I think that you are being unfair here, because you are not reading the fine print. The signs actually read "Stop, then proceed with caution." The subtext is that if you proceed beyond this point, you are going to need a different kind of explanation than the one which has served so far. Ask an atheist where life today came from and he will tell you that it came from past life (and definitely from more than 6000 years ago). Pursue the chain of causality and eventually you will come to a stop sign. "Abiogenesis" says the smart atheist. "Prebiotic soup" catechises the stupid one. These are stop signs, but they are necessary stop signs. They don't so much fail to consider the obvious next question as warn that the obvious next question may be a misleading question. What is going on in the vicinity of the stop sign may be completely different in kind from the kind of thing you are familiar with. Or so claims the stop-sign poster. It is not an explanation, to be sure. But it is something of a hypothesis. Like a notation in the unexplored area of a map. "Here there be phase-transitions."

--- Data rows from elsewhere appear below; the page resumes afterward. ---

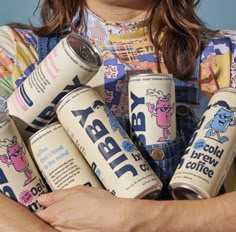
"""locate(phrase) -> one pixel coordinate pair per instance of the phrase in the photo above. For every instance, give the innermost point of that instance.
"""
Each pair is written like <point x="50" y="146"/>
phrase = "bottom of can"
<point x="151" y="193"/>
<point x="182" y="191"/>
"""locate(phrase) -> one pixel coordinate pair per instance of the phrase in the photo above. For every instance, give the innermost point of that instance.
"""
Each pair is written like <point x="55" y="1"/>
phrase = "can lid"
<point x="4" y="116"/>
<point x="84" y="50"/>
<point x="39" y="132"/>
<point x="183" y="191"/>
<point x="70" y="93"/>
<point x="151" y="74"/>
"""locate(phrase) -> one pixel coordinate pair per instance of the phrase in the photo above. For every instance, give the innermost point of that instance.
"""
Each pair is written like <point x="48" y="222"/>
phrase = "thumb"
<point x="53" y="197"/>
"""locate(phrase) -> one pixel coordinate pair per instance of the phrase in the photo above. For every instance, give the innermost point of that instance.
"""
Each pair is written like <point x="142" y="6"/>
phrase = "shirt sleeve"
<point x="18" y="58"/>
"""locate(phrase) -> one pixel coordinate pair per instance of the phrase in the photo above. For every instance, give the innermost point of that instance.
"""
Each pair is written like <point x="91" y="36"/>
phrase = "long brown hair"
<point x="176" y="32"/>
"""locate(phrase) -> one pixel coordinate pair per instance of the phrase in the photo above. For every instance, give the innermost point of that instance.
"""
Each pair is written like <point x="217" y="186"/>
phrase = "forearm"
<point x="210" y="215"/>
<point x="15" y="217"/>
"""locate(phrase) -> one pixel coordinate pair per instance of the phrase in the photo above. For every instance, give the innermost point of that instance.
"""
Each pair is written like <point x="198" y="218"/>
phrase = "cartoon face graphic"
<point x="17" y="156"/>
<point x="163" y="109"/>
<point x="222" y="119"/>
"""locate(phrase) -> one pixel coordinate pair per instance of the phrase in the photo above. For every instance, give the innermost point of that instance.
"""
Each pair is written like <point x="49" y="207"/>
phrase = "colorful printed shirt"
<point x="125" y="48"/>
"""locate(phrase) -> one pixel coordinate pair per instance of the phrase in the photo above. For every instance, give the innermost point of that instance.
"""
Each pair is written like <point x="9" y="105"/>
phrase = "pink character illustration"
<point x="16" y="156"/>
<point x="163" y="111"/>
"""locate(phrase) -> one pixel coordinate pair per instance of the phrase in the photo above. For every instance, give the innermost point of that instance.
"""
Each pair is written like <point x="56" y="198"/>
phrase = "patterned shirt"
<point x="125" y="48"/>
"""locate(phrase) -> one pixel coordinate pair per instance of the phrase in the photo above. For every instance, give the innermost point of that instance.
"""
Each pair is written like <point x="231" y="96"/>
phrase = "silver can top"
<point x="85" y="51"/>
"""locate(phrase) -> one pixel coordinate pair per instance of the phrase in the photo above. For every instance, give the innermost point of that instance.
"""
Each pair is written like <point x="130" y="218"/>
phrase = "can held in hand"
<point x="152" y="113"/>
<point x="152" y="107"/>
<point x="59" y="160"/>
<point x="211" y="150"/>
<point x="105" y="145"/>
<point x="72" y="63"/>
<point x="19" y="177"/>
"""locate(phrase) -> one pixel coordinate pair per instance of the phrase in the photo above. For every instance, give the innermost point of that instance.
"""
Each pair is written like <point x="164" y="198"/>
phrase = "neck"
<point x="120" y="11"/>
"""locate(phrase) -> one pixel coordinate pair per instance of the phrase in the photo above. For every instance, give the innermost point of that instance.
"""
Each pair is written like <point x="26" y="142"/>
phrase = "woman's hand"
<point x="87" y="209"/>
<point x="83" y="209"/>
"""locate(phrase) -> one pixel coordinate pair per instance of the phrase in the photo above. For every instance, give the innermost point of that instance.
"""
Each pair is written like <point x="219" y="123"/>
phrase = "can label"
<point x="65" y="68"/>
<point x="19" y="178"/>
<point x="210" y="153"/>
<point x="152" y="108"/>
<point x="105" y="145"/>
<point x="59" y="160"/>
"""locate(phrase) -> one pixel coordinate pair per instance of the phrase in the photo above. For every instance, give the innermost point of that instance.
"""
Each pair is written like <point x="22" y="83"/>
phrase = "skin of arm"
<point x="17" y="218"/>
<point x="87" y="209"/>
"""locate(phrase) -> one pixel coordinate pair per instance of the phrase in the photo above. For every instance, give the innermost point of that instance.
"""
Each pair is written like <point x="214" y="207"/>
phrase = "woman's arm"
<point x="88" y="209"/>
<point x="17" y="218"/>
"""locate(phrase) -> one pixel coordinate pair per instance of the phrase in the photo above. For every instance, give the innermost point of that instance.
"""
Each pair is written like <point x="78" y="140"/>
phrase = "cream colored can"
<point x="59" y="160"/>
<point x="152" y="107"/>
<point x="211" y="151"/>
<point x="105" y="145"/>
<point x="72" y="63"/>
<point x="19" y="177"/>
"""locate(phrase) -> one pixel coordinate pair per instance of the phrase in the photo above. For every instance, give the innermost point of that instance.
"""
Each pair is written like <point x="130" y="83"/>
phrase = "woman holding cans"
<point x="133" y="37"/>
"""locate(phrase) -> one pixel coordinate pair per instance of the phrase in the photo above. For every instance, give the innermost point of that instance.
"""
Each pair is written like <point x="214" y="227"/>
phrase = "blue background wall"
<point x="218" y="14"/>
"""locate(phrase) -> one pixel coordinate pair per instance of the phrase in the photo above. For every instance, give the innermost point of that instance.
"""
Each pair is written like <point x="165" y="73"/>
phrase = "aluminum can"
<point x="19" y="177"/>
<point x="211" y="151"/>
<point x="106" y="146"/>
<point x="72" y="63"/>
<point x="152" y="107"/>
<point x="59" y="160"/>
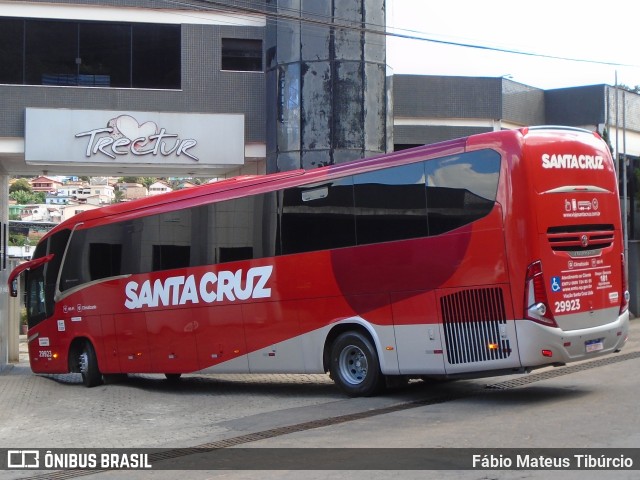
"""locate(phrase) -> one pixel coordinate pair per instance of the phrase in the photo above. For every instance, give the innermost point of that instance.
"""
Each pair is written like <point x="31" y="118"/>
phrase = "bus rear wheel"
<point x="88" y="366"/>
<point x="355" y="367"/>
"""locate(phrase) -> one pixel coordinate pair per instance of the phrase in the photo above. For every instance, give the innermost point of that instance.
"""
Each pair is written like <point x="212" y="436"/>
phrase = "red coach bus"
<point x="499" y="252"/>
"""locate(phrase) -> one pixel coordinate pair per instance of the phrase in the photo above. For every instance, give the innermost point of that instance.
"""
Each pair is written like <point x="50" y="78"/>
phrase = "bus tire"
<point x="88" y="366"/>
<point x="354" y="366"/>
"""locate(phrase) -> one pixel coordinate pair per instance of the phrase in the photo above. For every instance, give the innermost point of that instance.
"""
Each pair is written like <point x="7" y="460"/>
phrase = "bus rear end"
<point x="575" y="298"/>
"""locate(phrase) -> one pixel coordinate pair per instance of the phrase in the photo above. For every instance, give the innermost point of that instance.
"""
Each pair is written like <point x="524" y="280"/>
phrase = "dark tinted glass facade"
<point x="91" y="54"/>
<point x="410" y="201"/>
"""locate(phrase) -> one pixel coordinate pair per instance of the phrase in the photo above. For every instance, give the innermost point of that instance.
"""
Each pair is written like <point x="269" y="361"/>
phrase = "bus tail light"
<point x="624" y="304"/>
<point x="535" y="297"/>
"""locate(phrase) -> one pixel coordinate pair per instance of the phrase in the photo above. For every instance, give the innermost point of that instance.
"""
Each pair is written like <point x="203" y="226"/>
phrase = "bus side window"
<point x="460" y="189"/>
<point x="318" y="217"/>
<point x="391" y="204"/>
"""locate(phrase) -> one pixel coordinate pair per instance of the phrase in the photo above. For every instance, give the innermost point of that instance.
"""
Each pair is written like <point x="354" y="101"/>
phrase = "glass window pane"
<point x="105" y="55"/>
<point x="51" y="48"/>
<point x="318" y="217"/>
<point x="156" y="56"/>
<point x="391" y="204"/>
<point x="11" y="59"/>
<point x="242" y="54"/>
<point x="461" y="189"/>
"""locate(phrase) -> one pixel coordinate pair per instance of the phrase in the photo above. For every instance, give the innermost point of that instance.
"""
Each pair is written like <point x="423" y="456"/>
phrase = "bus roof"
<point x="253" y="184"/>
<point x="250" y="184"/>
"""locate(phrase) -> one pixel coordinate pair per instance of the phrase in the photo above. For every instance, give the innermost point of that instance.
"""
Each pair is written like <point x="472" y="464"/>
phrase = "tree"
<point x="26" y="198"/>
<point x="20" y="185"/>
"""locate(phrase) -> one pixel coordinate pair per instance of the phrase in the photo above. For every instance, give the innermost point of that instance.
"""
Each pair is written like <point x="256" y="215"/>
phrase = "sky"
<point x="603" y="34"/>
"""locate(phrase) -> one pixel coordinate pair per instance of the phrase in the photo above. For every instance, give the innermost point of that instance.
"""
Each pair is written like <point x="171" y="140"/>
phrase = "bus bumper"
<point x="540" y="345"/>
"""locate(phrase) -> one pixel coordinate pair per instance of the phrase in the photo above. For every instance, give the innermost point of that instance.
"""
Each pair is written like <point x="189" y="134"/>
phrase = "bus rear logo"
<point x="584" y="240"/>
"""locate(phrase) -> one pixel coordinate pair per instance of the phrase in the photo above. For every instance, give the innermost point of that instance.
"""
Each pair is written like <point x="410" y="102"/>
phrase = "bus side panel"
<point x="220" y="338"/>
<point x="107" y="350"/>
<point x="419" y="344"/>
<point x="133" y="348"/>
<point x="267" y="325"/>
<point x="172" y="341"/>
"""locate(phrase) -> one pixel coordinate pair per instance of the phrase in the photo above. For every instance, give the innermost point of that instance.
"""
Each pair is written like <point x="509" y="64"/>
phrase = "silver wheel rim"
<point x="353" y="365"/>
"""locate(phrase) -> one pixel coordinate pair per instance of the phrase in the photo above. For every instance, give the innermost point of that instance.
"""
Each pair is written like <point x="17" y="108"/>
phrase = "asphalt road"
<point x="589" y="405"/>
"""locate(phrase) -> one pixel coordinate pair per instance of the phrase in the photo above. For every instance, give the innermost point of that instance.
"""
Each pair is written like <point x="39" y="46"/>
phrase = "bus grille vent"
<point x="475" y="326"/>
<point x="580" y="239"/>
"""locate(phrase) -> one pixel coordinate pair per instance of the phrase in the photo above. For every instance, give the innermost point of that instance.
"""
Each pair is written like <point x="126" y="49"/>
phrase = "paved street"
<point x="592" y="404"/>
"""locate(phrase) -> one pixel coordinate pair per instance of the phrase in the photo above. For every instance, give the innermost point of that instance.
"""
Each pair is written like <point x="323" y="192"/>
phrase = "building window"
<point x="244" y="55"/>
<point x="90" y="54"/>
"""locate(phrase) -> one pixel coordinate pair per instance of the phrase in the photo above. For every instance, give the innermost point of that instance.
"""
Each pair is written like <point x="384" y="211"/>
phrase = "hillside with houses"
<point x="37" y="204"/>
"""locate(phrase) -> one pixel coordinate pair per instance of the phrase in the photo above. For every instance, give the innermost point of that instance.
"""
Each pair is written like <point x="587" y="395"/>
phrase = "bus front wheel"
<point x="355" y="366"/>
<point x="88" y="366"/>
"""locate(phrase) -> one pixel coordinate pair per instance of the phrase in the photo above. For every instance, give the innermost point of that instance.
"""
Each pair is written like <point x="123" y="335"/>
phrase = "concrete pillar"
<point x="327" y="84"/>
<point x="4" y="273"/>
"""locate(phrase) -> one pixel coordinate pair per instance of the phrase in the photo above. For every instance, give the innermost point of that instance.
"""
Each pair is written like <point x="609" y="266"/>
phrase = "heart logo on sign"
<point x="130" y="128"/>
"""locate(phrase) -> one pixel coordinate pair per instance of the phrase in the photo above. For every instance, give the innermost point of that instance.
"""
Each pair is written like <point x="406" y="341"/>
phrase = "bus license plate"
<point x="594" y="345"/>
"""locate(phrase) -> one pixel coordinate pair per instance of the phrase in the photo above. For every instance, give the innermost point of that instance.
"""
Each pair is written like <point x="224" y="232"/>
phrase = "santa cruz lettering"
<point x="208" y="288"/>
<point x="585" y="162"/>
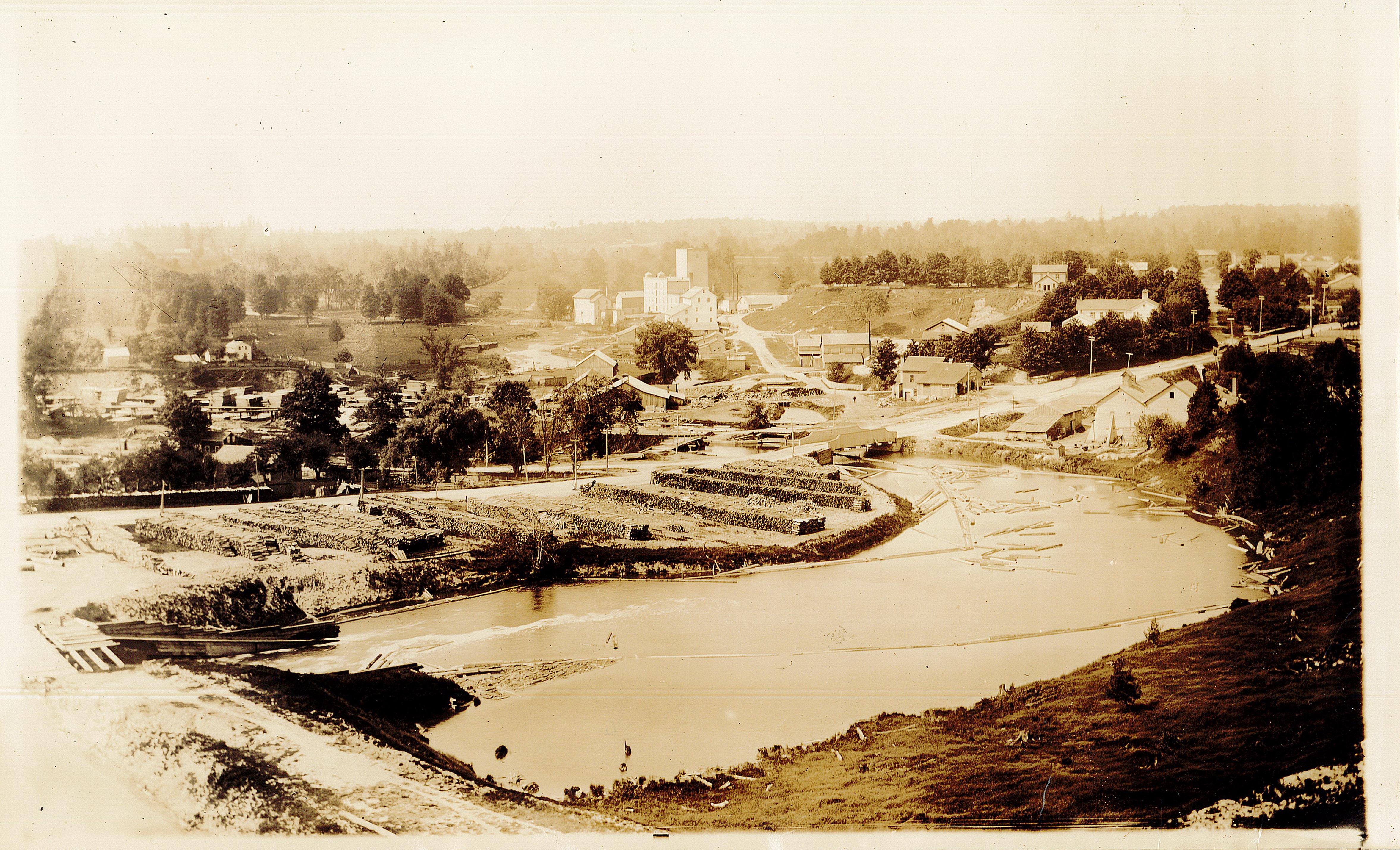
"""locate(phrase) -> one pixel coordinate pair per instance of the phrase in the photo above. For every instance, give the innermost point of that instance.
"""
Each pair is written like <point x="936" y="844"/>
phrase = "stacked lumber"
<point x="600" y="527"/>
<point x="114" y="541"/>
<point x="331" y="528"/>
<point x="705" y="484"/>
<point x="204" y="534"/>
<point x="779" y="478"/>
<point x="717" y="509"/>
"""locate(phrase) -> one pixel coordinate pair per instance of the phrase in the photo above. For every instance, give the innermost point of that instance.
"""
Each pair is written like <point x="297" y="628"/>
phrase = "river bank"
<point x="1228" y="706"/>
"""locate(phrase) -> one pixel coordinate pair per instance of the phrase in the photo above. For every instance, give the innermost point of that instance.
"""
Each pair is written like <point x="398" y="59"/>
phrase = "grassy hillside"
<point x="825" y="311"/>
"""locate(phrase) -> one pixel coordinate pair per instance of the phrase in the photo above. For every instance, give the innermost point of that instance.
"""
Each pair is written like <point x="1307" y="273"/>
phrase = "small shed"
<point x="117" y="358"/>
<point x="1049" y="422"/>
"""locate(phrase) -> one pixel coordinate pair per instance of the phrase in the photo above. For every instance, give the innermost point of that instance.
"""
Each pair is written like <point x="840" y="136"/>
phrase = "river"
<point x="709" y="671"/>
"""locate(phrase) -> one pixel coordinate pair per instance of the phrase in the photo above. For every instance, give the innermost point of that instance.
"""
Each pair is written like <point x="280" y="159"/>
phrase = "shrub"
<point x="1123" y="685"/>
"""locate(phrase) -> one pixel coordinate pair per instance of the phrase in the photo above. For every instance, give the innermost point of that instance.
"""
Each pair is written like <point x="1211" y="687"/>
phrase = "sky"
<point x="486" y="115"/>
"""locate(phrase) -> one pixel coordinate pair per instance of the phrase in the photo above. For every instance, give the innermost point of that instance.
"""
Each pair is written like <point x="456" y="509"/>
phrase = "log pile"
<point x="717" y="509"/>
<point x="202" y="534"/>
<point x="702" y="482"/>
<point x="331" y="528"/>
<point x="600" y="527"/>
<point x="782" y="478"/>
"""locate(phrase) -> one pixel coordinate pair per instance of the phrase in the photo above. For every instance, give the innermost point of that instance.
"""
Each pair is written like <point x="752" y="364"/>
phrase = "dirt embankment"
<point x="250" y="750"/>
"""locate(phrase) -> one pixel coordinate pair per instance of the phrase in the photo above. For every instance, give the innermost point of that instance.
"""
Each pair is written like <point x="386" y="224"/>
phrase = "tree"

And if Eliezer believes that defenders of the idea of a First Cause have really failed to consider the obvious next question, then I have to marvel at his lack of scholarship. Hey, I am as atheist as the next guy, but I'm getting pretty tired of finding that all of the negative examples in this series are theists and alchemists. There are plenty more examples of bad thinking to pick on.

Comment author: Jeff_Rubinoff 28 August 2010 10:36:35PM 3 points [-]

What if you are trying to explain evolution to someone and he states "Evolution is just another religion." Is that a stop sign? To me it is, in the sense that the only reason to continue at that point would be to enjoy the sound of your own voice. The person has just signalled his membership in a tribe; you recognize that you are not in that tribe; and you recognize that he will not consider anything further you have to say on the subject, because that would be disloyal to the tribe. Global warming is a religion, taxation is theft, property is theft, healthcare is not a right (I'm not sure if the reverse is used as a flag, too), there is no peace without justice, "allopathic medicine"; there are a lot of them. I'm old enough to remember "The Soviet Union is a state in transition," too. (Sadly, it was in transition to total collapse.) All these statements are what Eliezer calls "Green and Blue" (I think--those are the two chariot racing team colors, right?) markers. I'm not sure if these statements are also semantic stop signs. Anyway, I think that class of statement is very different than statements like abiogenesis or prebiotic soup, because the latter statements indicate that the original topic has been exhausted. That line of reasoning has gone to its logical end, and to continue conversing, we must switch to a different discussion. Not quite the same thing as saying that "tribal loyalty dictates that I do not use reason to consider anything further you say on this subject."